My Twitter account has eighteen followers. Anemic at best. I blame my rather lackluster response speed to social media in general. I also blame the lack of Twitter-crazy friends who’d follow me without arm-twisting threats to do so.
Bourdain has over one million followers.
When I tweet about rumors regarding a possible bilateral investment treaty between Korea and the new government of Myanmar, eighteen people will see it pop up in their Home page. Of those eighteen, half never sign into their Twitter account. Of the remaining nine, half probably couldn’t care less about BITs.
When Bourdain tweets about his extraordinarily delicious dinner at Blue Ribbon Bakery, one million people see it. Of those one million, many are enthused, crazed Twitterians. Of those one million, many care about good food. Of those one million, many will flock to Blue Ribbon Bakery because Bourdain said so on Twitter.
That is influence.
I was never a true believer in Facebook, and hate it more after its flopped IPO (force-feeding me their “timeline” was a shove over the edge). I still doubt the value and purpose of other forms of social media, like Foursquare (seriously, we don’t care that you’ve checked into your office for the thirtieth time).

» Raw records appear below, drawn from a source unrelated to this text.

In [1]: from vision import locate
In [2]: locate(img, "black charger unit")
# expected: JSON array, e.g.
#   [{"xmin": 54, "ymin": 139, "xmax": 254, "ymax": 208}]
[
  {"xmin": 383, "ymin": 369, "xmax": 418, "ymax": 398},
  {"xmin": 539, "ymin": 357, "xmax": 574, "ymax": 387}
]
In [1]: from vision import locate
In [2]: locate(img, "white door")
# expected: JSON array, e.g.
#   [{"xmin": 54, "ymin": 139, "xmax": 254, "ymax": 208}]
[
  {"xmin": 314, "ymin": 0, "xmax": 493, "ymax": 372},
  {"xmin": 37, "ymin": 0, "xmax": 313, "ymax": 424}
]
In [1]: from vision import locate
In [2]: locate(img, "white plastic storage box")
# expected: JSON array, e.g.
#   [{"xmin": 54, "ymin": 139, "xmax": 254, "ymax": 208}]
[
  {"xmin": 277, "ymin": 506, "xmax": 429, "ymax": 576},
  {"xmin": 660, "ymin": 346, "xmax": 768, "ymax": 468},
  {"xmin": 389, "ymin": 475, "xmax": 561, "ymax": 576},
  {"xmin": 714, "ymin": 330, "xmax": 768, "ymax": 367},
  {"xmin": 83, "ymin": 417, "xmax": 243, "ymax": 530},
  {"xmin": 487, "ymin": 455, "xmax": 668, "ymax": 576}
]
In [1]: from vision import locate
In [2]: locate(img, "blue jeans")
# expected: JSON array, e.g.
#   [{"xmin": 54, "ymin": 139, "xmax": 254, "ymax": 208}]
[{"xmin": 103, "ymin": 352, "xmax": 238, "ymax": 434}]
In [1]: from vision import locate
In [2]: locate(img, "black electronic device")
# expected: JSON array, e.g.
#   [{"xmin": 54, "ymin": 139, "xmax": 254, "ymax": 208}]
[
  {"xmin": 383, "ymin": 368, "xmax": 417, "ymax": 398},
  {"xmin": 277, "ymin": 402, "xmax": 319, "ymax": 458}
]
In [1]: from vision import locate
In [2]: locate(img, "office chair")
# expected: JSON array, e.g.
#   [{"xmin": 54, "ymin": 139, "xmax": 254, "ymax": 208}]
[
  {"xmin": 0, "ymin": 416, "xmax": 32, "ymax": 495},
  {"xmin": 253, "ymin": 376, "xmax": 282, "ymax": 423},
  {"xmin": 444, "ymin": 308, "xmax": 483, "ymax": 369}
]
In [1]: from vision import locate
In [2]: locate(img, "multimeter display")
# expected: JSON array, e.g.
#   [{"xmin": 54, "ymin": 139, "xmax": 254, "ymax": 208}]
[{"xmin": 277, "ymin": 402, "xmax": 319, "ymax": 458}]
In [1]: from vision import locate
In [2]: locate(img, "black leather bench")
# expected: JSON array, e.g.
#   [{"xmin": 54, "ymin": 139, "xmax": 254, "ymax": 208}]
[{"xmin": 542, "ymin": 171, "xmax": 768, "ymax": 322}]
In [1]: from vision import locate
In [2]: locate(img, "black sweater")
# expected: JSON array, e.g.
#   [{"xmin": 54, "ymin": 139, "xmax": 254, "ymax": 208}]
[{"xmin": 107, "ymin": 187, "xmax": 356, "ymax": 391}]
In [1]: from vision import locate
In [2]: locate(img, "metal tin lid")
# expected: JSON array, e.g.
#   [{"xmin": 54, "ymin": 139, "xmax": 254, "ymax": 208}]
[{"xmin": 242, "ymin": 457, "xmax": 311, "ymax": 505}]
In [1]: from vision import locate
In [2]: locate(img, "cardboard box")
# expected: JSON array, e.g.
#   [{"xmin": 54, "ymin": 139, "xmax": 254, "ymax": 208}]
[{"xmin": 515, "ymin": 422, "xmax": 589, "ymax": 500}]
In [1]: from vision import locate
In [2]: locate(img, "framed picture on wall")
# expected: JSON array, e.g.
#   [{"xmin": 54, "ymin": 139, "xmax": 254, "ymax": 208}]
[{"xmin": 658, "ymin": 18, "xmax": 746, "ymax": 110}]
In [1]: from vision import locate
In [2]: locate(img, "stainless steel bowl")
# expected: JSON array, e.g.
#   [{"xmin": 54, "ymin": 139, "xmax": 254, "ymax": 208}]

But Twitter is different. I gauge its value differently. It is the most efficient way to self-advertise one’s values and messages. Its true strength is in its ability to spread like wild fire. Retweets spread the message to an exponential number of followers, and the fire continues, as long as the wind is blowing. And hey, the iPhone app is east to use.
“Power Twitterians” can be influential vessels to spread any message. Particularly during an election year, politicians in both Korea and the U.S. are poised to lure in key influencers from all walks of life. A few tweets from a Power Twitterian will easily reach millions, and more importantly, people will actually listen. Because X said so, not the damn politician.
A new breed of influence, in the palm of your hand.